Shared-Reality-Lab / IMAGE-server

IMAGE project server components
Other
2 stars 7 forks source link

Investigate Azure computer vision 4.0 preview #528

Open jeffbl opened 1 year ago

jeffbl commented 1 year ago

Azure has a 4.0 of their computer vision (including tagging, OCR, etc.) in public preview. I don't know when this will become the default?

@rianadutta it will be interesting to see how things change, which we should be able to find using the test scripts!

@dafsgit ping since may impact OCR...

@rohanakut the blurb on the MS website implies there might be a more unified API. Do you know if this will impact our use of azure, i.e., will we need to change our preprocessors to take advantage of any of the new functionality? https://learn.microsoft.com/en-us/azure/cognitive-services/computer-vision/whats-new

@rohanakut it looks like they are requiring applications for more and more of their computer vision functionality, e.g. celebrity recognition. Do you think we should be applying for access to any of these? https://learn.microsoft.com/en-us/legal/cognitive-services/computer-vision/limited-acc[…]%2Fcognitive-services%2Fcomputer-vision%2Fcontext%2Fcontext

dafsgit commented 1 year ago

I checked and indeed the OCR results are different. Now the json API response gives everything separated:

The only additional information are the spans and the style array. The one we are using (v3.2) gives just the array of lines and inside each line, the style variable (in which "handwriting" is a value) and the array of words with the confidence.

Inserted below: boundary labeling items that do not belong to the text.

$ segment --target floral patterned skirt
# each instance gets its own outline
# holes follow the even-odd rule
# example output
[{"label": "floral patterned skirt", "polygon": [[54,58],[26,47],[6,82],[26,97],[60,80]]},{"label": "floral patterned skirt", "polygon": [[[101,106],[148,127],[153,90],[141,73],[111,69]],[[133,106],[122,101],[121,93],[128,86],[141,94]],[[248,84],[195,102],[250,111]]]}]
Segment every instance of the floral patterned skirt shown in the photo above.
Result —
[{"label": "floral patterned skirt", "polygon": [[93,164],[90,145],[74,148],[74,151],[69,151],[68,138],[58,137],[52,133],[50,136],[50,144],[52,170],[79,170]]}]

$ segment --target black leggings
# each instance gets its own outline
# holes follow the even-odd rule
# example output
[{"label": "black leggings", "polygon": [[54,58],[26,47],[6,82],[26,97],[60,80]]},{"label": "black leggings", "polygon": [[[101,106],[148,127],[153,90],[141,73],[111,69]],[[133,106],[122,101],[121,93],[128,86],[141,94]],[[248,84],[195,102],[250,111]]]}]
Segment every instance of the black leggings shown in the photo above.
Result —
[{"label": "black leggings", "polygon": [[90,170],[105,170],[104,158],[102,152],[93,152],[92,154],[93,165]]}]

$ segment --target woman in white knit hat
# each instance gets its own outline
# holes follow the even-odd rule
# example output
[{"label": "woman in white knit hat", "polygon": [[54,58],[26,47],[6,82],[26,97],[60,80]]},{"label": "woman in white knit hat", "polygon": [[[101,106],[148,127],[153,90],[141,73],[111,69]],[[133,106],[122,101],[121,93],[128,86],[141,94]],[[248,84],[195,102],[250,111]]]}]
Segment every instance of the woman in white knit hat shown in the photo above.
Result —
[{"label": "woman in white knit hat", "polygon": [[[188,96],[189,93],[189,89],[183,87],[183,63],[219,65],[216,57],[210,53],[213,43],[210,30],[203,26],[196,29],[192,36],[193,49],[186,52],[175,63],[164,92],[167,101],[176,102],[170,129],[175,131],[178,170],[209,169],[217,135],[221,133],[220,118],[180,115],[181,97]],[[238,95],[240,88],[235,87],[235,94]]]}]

[UPDATE] I ran some tests with the images and Riana's scripts for the preview of v4. The text recognition is definitely better, it reads less noise and in some cases where it didn't recognize anything, it does now. I believe gradual improvement has been made, I compared the new outputs with a couple past tests and noticed that even before they're continuously changing for the better.

rohanakut commented 1 year ago

@jeffbl The new API has a new output format. The documentation mentions that their output format would change in 4.0 version.

They haven't mentioned that they are deprecating V3.0, so I don't think we need to make any changes to the code right now. As far as I know, Azure still supports V2.0 as well, so I believe that we would have the support for v3.0 in the forceable future.

rohanakut commented 1 year ago

After discussing, it was decided that we would request Azure for special access to their emotion recognition API, since we fall under the assistive technology criteria. Reassigning this to myself to ensure the application is done in a timely manner

rohanakut commented 1 year ago

@jeffbl do you have the link to the form? I am not able to find the link that you had mentioned in the meeting

jeffbl commented 1 year ago

It is linked in the last link of the original issue above: https://aka.ms/facerecognition

Different pages seem to say different things, but hopefully this is the right starting point....

jeffbl commented 1 year ago

Note there are apparently new captioning ML tools coming online soon, for generating better alt-text: https://techcrunch.com/2023/03/07/microsofts-computer-vision-model-will-generate-alt-text-for-reddit-images/

JRegimbal commented 1 year ago

It seems that several features we use are only listed for version 3.2...is this likely to cause a problem for us?

jeffbl commented 12 months ago

@rohanakut Do you have any documentation or response from the request you made to Azure?

jeffbl commented 11 months ago

@jaydeepsingh25 I'm moving this to backlog. We should definitely investigate upgrading to newer Azure versions, on the assumption that functionality should improve, but this is not high priority vs. the 2diy work.